By Tim Riesterer
If you’re a fan of the megahit TV show Mad Men, you’ve seen Don Draper, creative director at the Sterling Draper Cooper Pryce advertising agency, deliver some brilliant pitches for iconic American brands. And you’ve doubtless heard many a real-life marketing, advertising and sales professional wax nostalgic for the good ol’ days and equate the Mad Men ways to modern-day business life. At the risk of doing the same, I can’t help but call to your attention one of my favorite scenes, in which Don vies to win the Kodak slide projector account.
So, why does it resonate with me? On the surface, I’m nostalgic and it’s a clip of an entertaining television show with well-written dialogue featuring a product I remember. But it’s much more than that. It’s an excellent example of visual storytelling and the power of personal stories to help you connect with prospects in sales conversations.

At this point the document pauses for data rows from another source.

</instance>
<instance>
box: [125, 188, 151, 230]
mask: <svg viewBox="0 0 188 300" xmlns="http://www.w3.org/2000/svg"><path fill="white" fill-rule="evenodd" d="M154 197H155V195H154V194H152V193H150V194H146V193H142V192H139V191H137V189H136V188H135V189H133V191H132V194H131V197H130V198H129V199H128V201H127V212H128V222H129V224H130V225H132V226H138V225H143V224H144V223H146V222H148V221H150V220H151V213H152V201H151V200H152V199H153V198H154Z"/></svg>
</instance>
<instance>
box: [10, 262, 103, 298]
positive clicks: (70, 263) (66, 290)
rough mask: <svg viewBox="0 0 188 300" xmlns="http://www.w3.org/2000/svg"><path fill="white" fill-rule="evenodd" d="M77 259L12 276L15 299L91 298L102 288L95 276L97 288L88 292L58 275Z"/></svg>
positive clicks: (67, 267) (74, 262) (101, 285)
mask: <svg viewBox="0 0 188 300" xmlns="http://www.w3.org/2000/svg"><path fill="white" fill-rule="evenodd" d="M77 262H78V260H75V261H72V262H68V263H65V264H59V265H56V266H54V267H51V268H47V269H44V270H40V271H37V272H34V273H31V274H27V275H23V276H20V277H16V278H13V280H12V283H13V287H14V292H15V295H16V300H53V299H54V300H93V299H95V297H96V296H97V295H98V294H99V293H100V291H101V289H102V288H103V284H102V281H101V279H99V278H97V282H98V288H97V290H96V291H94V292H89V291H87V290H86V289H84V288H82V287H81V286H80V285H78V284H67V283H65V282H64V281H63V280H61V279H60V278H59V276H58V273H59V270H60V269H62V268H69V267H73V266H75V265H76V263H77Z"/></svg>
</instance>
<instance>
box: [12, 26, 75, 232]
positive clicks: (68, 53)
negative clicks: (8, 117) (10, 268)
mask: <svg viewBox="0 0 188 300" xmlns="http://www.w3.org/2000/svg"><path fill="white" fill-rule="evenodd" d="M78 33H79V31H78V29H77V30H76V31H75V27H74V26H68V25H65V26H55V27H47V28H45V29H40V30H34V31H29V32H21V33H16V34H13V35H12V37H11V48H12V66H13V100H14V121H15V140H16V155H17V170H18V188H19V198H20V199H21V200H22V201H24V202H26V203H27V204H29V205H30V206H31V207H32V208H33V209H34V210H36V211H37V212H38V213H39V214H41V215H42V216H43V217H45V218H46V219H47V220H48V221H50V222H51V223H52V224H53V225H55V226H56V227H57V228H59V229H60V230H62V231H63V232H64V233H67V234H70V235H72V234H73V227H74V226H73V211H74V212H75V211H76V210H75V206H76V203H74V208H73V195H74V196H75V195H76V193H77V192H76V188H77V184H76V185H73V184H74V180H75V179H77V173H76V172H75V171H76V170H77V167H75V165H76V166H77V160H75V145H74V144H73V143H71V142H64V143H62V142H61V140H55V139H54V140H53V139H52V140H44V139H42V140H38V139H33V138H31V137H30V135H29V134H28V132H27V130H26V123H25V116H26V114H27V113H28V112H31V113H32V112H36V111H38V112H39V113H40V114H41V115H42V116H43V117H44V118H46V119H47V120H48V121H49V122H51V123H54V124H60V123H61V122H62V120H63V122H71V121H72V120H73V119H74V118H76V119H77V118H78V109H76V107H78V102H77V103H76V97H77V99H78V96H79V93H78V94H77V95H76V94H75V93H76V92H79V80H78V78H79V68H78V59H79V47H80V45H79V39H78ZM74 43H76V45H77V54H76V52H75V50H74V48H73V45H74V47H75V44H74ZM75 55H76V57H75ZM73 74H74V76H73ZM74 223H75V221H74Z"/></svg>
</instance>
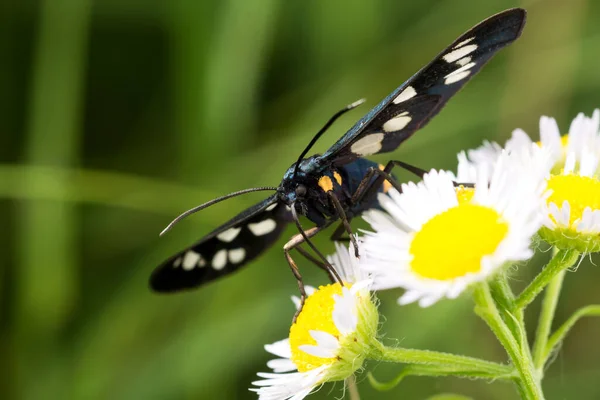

Don manages to take one of the oldest man-made inventions — the wheel — and reinvent it as a magical carousel that brings to life all of one’s cherished memories, in gorgeous color. He then goes one step further and uses his own personal story – slides from his own family – to illustrate his point.
Don doesn’t launch into a description of features of the slide projector. He doesn’t talk about how the new design locks the slides into place, stopping them from falling out of the projector. And he doesn’t point out that once the slides are placed in the carousel, there is no need to manually reset the slide tray for each show. He doesn’t need to because those features are evident in the story.
The pitch is visual storytelling at its best. The execution looks effortless, but in reality it was carefully planned and mapped out. Just look at poor Harry Crane running from the room in tears and the stunned looks on the Kodak executives’ faces. The story is a powerful weapon.
Next time you prepare for a conversation with a prospect, channel Don Draper and consider how to use one of your personal stories to create an emotional connection. And just imagine being able to close all of your sales meetings with the confidence to say, “good luck at your next meeting.”